Transformers are unusual among industrial plant, since many of their operating components are not amenable to direct visual inspection as they are obscured within a bath of oil. This has necessitated a wealth of ingenious techniques that judge a transformer’s operating condition from a diverse set of indirect measurements. This paper has investigated a wide range of established diagnostic tests to identify the most influential parameters on transformer performance and service life. To improve the measurement accuracy and detect fault types, testing methods have been organized following their sensitivity and detection capability against faults and insulation degradation. Based on the fault detection capability, routine and diagnostic tests have been summarized in Table 10. As previously stated, 70% of common faults can be diagnosed by DGA alone, but additional tests are needed to indicate when mechanical faults have occurred.
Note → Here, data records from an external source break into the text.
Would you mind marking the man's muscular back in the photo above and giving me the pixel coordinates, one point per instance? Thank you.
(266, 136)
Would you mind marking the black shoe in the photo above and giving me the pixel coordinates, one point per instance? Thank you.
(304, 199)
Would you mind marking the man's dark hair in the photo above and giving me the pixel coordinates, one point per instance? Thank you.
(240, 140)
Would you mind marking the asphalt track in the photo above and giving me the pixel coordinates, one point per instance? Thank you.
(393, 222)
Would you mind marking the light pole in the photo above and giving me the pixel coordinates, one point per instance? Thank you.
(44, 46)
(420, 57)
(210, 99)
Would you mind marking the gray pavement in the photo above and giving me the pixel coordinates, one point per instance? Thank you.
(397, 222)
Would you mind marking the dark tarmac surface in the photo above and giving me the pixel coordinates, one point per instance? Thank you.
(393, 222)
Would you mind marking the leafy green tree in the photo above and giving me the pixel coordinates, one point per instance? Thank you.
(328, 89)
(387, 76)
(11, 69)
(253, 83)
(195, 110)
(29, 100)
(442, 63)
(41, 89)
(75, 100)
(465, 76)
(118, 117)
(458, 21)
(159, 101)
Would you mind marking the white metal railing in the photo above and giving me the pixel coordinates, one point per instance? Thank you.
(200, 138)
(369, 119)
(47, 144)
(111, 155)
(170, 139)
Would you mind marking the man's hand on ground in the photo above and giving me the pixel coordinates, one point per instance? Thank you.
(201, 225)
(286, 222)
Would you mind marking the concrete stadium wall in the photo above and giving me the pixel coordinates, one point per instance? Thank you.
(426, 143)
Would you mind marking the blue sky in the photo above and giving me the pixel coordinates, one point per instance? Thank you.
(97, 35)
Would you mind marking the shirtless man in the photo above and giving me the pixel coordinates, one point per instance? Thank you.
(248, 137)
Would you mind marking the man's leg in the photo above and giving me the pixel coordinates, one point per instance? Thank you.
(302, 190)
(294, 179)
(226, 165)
Few power transformers are privately owned, and most are operated by utility companies that subject their assets to regular online monitoring and less frequent offline maintenance. The issue these companies face is targeting a limited pool of resources to get the greatest benefit to their assets while simultaneously minimizing the risk of unexpected and catastrophic failures. It is expected that condition monitoring and lifetime estimation approaches will help to correlate various tests to measure the actual level of insulation and performance degradation. For improving reliability, relevant industrial standards and survey results, such as CIGRE, IEEE and IEC, have been used on selected methods for understanding and interpreting the test results. These analytical and diagnostic techniques will help the maintenance engineers to interpret the test results and suggest the important parameters of transformers that need to be monitored. These techniques also help utilities to prevent unexpected failures and provide justification to asset manager for replacing unreliable aged transformers through proper prediction. This review provides a snap shot of current tests and power transformer condition monitoring techniques. This is an area where there is significant ongoing research to better understand the characteristics of the various tests and to devise better methods for combining test results to monitor the condition of these expensive and critical devices. As the installed base of assets age, it seems likely that the importance of these techniques will only continue to increase.